No it isn't. The entire argument is on the one side, thousands of years of science, discovery and knowledge about the shape and size of the Earth against on the other side, one persons unscientific and badly informed daydreams about that shape. That is the argument.
Why do you use thousands of years of science?
What argument do you gain by using this?
Eratosthenes and so on?
Why the need to use that when today's technology should be able to clearly trump any of that and offer absolute proof...but it never does.
There's a very good reason for that.
You cannot provide any evidence to support your side (because there is none) and so you put ridiculous and totally unnecessary conditions upon those pointing out the evidence against you.
No, I don't put any ridiculous conditions on anyone.
You argue your point and shut me down.
Failure to do so but offering words and harking back to ancient history make your argument weak and you know this.

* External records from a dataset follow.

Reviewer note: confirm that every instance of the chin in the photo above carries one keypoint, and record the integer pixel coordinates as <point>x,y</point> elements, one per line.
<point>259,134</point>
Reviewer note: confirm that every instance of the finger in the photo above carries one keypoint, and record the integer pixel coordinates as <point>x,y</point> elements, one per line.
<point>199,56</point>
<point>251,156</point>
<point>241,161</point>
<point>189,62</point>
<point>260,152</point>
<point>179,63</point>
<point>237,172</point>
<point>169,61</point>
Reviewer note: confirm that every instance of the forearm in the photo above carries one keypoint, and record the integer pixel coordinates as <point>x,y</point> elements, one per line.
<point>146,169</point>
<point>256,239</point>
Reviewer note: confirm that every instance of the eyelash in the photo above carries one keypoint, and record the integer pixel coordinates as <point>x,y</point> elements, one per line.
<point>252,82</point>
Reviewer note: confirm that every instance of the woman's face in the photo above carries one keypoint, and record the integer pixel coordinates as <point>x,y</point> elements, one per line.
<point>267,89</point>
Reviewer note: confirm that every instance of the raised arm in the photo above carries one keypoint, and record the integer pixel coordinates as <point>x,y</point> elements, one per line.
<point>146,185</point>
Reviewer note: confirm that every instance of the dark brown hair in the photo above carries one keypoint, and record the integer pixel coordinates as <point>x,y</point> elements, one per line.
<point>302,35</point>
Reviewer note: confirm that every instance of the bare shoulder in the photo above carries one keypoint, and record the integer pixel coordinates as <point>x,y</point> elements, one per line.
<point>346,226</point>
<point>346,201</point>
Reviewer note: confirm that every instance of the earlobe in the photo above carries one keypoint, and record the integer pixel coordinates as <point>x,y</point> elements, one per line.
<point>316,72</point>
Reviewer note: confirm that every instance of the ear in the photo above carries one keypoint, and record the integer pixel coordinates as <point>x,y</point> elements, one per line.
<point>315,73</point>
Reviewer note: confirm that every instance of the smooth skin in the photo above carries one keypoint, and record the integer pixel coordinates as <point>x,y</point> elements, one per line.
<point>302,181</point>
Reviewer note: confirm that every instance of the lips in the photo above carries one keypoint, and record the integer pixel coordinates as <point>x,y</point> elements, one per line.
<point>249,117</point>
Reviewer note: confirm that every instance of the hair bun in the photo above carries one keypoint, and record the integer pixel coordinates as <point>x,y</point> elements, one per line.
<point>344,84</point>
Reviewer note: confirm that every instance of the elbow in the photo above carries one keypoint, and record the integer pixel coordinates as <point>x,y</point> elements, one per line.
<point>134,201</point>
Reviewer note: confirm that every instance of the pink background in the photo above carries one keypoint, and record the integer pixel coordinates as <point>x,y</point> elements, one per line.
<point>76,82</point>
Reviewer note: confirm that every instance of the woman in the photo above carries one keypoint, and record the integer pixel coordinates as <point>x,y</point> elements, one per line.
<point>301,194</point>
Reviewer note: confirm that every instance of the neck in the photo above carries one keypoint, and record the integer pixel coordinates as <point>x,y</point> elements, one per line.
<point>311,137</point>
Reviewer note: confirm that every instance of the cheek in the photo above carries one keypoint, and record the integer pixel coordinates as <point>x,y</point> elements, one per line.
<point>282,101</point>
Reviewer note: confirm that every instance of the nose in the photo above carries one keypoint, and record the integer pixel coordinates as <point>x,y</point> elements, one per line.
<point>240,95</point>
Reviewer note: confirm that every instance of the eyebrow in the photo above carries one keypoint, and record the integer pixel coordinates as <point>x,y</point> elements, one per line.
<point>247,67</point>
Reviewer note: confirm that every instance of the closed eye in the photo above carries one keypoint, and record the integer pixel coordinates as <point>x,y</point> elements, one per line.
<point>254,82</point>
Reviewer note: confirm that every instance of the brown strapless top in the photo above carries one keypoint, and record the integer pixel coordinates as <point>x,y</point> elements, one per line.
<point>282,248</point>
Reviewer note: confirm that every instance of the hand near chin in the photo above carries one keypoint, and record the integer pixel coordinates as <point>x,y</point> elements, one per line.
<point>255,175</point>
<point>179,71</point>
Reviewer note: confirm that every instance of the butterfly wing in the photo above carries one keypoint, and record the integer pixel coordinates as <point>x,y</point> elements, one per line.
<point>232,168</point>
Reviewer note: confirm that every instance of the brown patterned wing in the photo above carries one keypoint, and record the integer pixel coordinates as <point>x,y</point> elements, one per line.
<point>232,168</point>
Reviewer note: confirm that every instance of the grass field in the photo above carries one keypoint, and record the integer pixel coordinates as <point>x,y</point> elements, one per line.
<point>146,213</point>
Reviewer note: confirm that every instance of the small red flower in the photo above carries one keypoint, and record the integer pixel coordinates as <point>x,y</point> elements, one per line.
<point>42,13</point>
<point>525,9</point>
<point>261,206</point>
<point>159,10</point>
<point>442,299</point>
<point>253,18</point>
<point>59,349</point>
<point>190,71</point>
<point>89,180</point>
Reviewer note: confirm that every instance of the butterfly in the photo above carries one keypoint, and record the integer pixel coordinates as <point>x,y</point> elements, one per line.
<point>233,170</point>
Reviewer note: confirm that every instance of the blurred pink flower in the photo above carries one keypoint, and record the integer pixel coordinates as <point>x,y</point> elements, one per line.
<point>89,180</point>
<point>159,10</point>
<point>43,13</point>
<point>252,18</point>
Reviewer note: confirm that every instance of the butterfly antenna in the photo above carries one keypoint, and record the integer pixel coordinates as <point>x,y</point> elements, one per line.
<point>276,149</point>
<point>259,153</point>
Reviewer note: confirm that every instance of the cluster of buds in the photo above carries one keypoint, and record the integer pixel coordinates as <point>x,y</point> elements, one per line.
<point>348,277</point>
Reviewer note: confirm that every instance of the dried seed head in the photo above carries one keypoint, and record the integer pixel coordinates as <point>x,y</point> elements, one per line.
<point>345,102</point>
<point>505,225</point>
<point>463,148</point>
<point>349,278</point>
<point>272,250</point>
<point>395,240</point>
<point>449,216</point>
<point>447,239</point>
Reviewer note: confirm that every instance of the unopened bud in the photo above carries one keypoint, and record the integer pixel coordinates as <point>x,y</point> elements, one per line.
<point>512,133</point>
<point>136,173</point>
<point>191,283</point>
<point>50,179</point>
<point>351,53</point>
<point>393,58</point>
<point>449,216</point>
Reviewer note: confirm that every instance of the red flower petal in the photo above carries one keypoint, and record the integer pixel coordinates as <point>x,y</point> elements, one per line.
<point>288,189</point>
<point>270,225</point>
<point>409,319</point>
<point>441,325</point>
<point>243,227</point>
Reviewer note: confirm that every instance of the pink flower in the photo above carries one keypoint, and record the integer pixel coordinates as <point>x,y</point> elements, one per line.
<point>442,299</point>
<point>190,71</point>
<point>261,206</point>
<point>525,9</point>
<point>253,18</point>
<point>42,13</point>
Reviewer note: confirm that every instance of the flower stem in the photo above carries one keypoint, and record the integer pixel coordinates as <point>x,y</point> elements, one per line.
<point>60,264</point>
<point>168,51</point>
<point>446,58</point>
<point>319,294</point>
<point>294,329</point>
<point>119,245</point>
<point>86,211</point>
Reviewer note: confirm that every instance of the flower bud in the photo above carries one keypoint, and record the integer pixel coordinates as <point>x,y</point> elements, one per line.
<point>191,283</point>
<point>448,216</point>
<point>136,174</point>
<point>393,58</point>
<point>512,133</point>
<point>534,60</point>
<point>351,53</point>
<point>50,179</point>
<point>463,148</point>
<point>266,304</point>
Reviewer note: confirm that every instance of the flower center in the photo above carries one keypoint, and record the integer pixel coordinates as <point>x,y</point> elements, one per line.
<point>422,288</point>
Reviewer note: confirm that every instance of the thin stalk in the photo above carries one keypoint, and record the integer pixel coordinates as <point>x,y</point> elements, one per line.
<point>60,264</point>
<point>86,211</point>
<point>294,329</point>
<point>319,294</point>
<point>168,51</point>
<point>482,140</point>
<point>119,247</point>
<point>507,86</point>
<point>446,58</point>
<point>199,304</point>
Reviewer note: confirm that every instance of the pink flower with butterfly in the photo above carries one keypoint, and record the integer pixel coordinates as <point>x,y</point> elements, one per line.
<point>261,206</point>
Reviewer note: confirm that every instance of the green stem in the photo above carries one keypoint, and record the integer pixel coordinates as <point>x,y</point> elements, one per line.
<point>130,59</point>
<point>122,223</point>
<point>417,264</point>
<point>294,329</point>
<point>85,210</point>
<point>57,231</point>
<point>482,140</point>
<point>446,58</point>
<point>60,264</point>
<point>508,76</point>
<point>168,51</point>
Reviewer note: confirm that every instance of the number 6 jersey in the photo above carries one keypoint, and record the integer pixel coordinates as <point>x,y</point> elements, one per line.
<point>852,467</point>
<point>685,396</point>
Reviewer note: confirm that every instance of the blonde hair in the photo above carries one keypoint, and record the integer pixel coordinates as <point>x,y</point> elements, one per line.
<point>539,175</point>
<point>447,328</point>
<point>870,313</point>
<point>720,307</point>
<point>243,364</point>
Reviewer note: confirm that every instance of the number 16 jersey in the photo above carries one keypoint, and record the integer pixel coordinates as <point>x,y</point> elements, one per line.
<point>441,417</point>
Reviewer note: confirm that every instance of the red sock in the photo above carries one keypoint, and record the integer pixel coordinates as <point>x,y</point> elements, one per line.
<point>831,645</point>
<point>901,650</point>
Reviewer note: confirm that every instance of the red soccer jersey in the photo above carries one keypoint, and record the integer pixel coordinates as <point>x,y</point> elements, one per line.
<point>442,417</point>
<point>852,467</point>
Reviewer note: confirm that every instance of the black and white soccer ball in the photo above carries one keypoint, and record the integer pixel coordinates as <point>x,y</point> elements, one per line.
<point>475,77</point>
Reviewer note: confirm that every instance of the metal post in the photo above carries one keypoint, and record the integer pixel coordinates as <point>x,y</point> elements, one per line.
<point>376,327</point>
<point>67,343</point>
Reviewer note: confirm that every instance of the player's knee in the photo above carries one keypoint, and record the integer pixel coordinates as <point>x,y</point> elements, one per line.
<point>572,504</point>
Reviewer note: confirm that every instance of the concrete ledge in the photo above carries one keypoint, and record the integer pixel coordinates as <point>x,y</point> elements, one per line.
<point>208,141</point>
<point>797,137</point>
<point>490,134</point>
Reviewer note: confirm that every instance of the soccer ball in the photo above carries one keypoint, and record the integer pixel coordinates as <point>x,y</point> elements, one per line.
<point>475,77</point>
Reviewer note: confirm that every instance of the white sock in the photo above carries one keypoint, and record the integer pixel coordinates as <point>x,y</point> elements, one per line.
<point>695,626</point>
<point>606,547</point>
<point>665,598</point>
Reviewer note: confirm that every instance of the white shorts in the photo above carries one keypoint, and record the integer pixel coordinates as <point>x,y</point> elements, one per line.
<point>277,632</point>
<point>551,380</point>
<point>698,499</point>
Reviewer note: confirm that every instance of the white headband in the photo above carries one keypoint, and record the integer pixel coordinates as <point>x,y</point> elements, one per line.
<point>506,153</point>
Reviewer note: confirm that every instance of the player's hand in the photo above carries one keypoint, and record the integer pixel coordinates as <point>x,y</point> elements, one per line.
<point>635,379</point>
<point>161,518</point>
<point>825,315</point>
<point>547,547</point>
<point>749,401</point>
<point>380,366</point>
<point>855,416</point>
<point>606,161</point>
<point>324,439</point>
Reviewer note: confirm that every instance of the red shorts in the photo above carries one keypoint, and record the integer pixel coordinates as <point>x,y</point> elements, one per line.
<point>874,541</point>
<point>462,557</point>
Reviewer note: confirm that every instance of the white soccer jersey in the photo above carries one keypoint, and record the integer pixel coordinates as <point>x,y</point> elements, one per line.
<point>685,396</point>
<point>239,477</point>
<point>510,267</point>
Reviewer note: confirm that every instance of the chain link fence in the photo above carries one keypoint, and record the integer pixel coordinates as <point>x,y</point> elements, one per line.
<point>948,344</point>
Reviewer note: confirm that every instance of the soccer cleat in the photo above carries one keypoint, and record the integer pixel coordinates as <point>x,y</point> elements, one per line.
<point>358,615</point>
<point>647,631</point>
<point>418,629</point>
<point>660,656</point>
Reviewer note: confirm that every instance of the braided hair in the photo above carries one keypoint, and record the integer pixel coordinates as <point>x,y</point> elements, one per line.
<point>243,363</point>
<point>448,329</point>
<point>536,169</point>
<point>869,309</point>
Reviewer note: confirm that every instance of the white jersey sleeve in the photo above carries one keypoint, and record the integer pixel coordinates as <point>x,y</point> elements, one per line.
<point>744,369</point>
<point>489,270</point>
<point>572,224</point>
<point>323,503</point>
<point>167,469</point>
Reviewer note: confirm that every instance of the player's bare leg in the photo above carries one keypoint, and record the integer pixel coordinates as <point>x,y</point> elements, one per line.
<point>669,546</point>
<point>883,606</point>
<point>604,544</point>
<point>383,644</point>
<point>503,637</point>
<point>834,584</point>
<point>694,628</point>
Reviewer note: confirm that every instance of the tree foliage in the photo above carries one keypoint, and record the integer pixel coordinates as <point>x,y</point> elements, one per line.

If I was armed with what you and others are armed with I would expect to put this global carry-on to bed but here we are still arguing about it.
The reason for that is simple. Nobody has any proof of a spinning globe but they are armed to the teeth with stories of how it's supposed to work.
It's great for the fiction books and tells and sells a great story but it doesn't tell or sell a factual one unless you can offer something or someone else can because as it stands nothing has been offered as factual.
The fact that I never visited the North pole does not in any way affect the credibility of the North pole.
It may not but it also does not offer you any credibility for arguing for it as we are told, except to argue for a story based on what others offer and what you studied.
The fact that none of us have been into outer space does not in any way suggest that it does not exist.
And it does not offer anything to p[rove it does exist in how we're told, either.
The fact that there are films with CGI does not mean that all film is computer generated misinformation.
And it doesn't mean there's proof of realism in any of it.
Masses of actual knowledge can and has been offered while all you can offer in return is one flawed experiment which, done properly proves you wrong anyway so you introduce your "appeal to authority" rule and pretend the argument is actually about whether or not any given individual can provide their own proof.
There's absolutely no flawed experiment. Anyone can do it and it does not require me to argue for it. It comes down to whether a person wants to accept they live upon a spinning ball with oceans just staying put, or actually sitting back on their own and thinking "hmmm, I think we've been sold a massive curve ball"(pun intended).
That serves only as a distraction or diversion and when it fails you're reduced to bleating about "the many against the one" telling people to just ignore you and the old message board favourite, telling people they're getting too worked up.
There's no distraction or diversion. The beauty of all of this is very simple in its setup. Any person who takes the time to set aside the global story can very quickly come to a conclusion, at the very least, that we do not live upon one.
" I'm asked to provide stuff so I'm asking for proof that what happens is from a spinning global perspective." No, you make the outlandish claim so it's down to you to provide the evidence, not the other way around.
The evidence is there. What you choose to take from it is not my issue.
The globe evidence is already there, "on a platter" as you like to put it but there for a reason, it's tested and verified and correct
It isn't verified and correct, at all. You know this.
whereas your flat Earth/cell world hybrid is nothing but easily disproved fantasy.
In your mind, it may easily be disproved. But then again believing in a spinning globe in a space vacuum is obviously going to offer you that train of thought and I accept that.
The difference between me and you is, I don't offer mine as proof. I offer it as a musing because to provide proof I'd literally have to gain access to some of what I put forward, so on that note people should always take it as nothing more than my musing or the musing of a nut job or whatever. It matters not.
However, on the other hand, you offer your globe as factual and you absolutely cannot offer any proof to back that up.
They can and have done so, but you first think you can redefine what adds up to proof and then if any is offered within your own guidelines ie self observed without appeal to authority, you either fail to understand it, ignore it or both.
No. I don't ignore anything worthwhile. I just choose to answer some of the many offerings. It's one against the many. Surely you can accept that.
So you could go and observe things like eclipses, learn what happens at the equinoxes and why or even just muse on the reflections of a mirror ball. Plenty for you to look into if you wanted to learn or seek truth.
But you don't.
I have observed all kinds of stuff and none of it offers me a global perspective, at all.
But when I was younger and schooled into it, I saw what people told me was happening on a spinning globe and whatnot.
So it's easy to see how many would argue for it and I have absolutely no issue with that.
As already explained to you a million times, the Earth being a globe has been proven thousands of times for thousands of years. Your flat Earth model has never been proven, the half wits who believe we do live on a flat Earth have been humiliated several times, a bit like you on this page
Still nothing.
See? Two thousand + years of knowledge against "no it isn't, prove it!"
You're doing it wrong.
Still trying to argue for something thousands of years ago.